Open jonwright opened 2 months ago
This is a big macro-task, so here's the list of individual tasks as I see it currently:
Additionally:
Thinking on this some more:
At the moment, geometry and phase parameters are linked in a .par file.
This allows us to import them into a GUI and into our code with xfab.parameters
and immediately compute things like ringds
etc.
We are currently in need of a few features:
xfab.parameters.loadparameters
etc)I propose something like the following:
geometry.par
- contains only the geometric parameters
phases.col
- a colfile
of phases that we could encounter
parameters.h5
- an H5 file that points to/contains in some way the geometry and phases
We could write a check in xfab.parameters.loadparameters
that checks for H5, and assembles the pars from geometry.par
and phases.col
(could just take the first row of phases.col
) for backwards compatability
The phases colfile could be formatted like so:
# phase_id a b c alpha beta gamma pg/sg
0 4.0 4.0 4.0 90.0 90.0 90.0 225
1 3.2 3.2 3.2 90.0 90.0 90.0 229
I think this approach meets all our requirements.
The benefit of a consistent phase_id
is that you can simply add a new one if you want to index with a slightly different unit cell (or symmetry), and we can keep track of our phases throughout.
We could add then phase_id
as an optional parameter to ImageD11.unitcell.unitcell
, therefore when a grain
object is created with ref_unitcell
set, it knows what phase ID it has.
We already have ImageD11.unitcell.cellfromstring
and ImageD11.unitcell.unitcell.tostring
to handle string I/O too!
Consistent phase ID support is I believe required for me to merge my TensorMap
changes (as I need consistent grain names which depends on phase ID)
What do you think?
Sounds promising.
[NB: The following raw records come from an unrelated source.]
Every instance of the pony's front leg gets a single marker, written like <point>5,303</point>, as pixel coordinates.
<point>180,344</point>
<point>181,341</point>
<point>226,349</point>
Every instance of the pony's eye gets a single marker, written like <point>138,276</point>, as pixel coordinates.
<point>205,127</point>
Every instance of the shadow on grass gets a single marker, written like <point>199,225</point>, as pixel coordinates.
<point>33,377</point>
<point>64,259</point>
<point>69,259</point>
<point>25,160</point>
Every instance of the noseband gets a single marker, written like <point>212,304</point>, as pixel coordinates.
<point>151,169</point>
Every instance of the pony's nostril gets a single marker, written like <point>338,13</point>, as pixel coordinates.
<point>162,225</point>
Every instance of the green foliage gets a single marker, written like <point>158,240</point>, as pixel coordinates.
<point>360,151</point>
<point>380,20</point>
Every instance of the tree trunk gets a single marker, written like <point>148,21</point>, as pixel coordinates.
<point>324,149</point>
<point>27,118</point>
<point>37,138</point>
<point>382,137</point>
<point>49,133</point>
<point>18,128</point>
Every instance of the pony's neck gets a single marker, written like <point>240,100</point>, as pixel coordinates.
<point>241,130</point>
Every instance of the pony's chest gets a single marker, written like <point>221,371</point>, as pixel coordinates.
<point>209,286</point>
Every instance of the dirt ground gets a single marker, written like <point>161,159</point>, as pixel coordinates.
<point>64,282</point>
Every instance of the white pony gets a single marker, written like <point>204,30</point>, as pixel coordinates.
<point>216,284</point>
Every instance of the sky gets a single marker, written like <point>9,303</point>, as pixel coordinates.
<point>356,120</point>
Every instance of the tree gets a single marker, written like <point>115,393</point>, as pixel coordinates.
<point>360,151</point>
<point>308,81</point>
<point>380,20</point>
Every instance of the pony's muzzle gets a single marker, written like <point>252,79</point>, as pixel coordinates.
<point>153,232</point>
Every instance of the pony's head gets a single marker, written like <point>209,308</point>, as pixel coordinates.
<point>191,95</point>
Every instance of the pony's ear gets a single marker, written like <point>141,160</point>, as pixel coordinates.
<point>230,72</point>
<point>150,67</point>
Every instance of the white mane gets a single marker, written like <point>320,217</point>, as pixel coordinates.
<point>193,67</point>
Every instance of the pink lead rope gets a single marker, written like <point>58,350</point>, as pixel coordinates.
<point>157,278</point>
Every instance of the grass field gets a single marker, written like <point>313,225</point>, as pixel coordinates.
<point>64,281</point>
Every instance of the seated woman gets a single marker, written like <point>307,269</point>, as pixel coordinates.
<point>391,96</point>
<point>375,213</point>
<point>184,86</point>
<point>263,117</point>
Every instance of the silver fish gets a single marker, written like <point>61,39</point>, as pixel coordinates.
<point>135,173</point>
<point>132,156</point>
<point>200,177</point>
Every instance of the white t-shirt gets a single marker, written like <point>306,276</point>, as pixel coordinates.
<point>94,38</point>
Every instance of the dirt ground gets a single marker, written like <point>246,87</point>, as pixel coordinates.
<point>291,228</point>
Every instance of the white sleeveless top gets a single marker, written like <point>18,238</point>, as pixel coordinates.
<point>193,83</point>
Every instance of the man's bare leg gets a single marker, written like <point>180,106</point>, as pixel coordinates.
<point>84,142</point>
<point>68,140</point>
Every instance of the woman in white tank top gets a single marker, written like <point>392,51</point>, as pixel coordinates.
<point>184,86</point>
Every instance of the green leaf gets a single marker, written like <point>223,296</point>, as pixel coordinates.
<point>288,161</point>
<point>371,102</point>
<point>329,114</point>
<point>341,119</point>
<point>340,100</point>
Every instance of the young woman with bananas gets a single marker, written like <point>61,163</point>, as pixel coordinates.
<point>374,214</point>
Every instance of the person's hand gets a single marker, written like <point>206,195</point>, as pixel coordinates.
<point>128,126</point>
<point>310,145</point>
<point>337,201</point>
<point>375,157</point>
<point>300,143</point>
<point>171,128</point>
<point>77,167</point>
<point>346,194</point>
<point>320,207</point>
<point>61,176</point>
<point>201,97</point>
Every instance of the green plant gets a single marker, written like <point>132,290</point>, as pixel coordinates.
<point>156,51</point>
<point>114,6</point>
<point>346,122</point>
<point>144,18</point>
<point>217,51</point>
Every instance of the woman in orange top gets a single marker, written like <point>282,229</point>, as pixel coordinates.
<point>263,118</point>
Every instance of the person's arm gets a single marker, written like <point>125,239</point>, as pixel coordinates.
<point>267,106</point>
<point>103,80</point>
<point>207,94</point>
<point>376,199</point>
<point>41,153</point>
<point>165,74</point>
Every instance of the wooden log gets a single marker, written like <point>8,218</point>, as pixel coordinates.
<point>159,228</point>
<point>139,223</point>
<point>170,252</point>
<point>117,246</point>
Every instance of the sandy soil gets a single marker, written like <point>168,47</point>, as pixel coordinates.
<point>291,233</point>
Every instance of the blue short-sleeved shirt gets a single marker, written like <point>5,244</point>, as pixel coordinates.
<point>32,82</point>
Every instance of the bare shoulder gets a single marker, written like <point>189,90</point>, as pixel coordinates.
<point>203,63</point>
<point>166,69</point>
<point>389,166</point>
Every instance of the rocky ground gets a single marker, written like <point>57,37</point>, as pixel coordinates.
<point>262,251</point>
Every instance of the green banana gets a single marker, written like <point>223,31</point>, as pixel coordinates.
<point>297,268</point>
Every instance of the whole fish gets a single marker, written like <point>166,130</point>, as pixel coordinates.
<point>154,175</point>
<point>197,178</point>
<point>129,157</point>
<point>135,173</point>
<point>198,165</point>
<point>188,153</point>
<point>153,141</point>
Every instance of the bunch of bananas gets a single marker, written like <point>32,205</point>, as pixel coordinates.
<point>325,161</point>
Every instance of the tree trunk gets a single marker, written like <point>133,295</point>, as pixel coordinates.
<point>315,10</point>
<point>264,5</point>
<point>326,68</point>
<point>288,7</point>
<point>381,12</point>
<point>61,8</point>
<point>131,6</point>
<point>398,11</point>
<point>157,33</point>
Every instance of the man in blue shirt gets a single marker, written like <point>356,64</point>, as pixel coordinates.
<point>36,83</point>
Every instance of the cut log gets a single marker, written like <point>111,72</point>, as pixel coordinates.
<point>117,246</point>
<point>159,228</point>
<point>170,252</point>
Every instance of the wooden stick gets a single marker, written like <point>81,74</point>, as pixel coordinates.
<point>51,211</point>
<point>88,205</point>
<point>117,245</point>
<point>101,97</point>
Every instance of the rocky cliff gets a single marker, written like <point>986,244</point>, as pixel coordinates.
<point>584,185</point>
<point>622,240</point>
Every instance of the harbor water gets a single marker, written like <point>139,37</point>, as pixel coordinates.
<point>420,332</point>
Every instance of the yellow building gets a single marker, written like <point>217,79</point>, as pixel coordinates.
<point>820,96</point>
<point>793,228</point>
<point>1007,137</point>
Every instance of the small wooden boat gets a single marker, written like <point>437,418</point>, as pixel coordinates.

A few quick thoughts:
When we load an "old" parameters file, we should call "unitcell_from_parameters" on the parameters object so that old files come with one phase (only) by default.
Phases need a "name", for example, "austenite", "L3", etc rather than an "id". The integer id will annoy people. A phase map of integers is going to need a dictionary that gives the phase names back anyway. If someone adds or removes or edits a phase while working, future they will not want to mess about renumbering.
HDF5 does not seem to be the right solution to me? Something like a toml or json or ini file could be better. Ideally, we will want versioning for parameters, as you often want to compare the effect of changing something.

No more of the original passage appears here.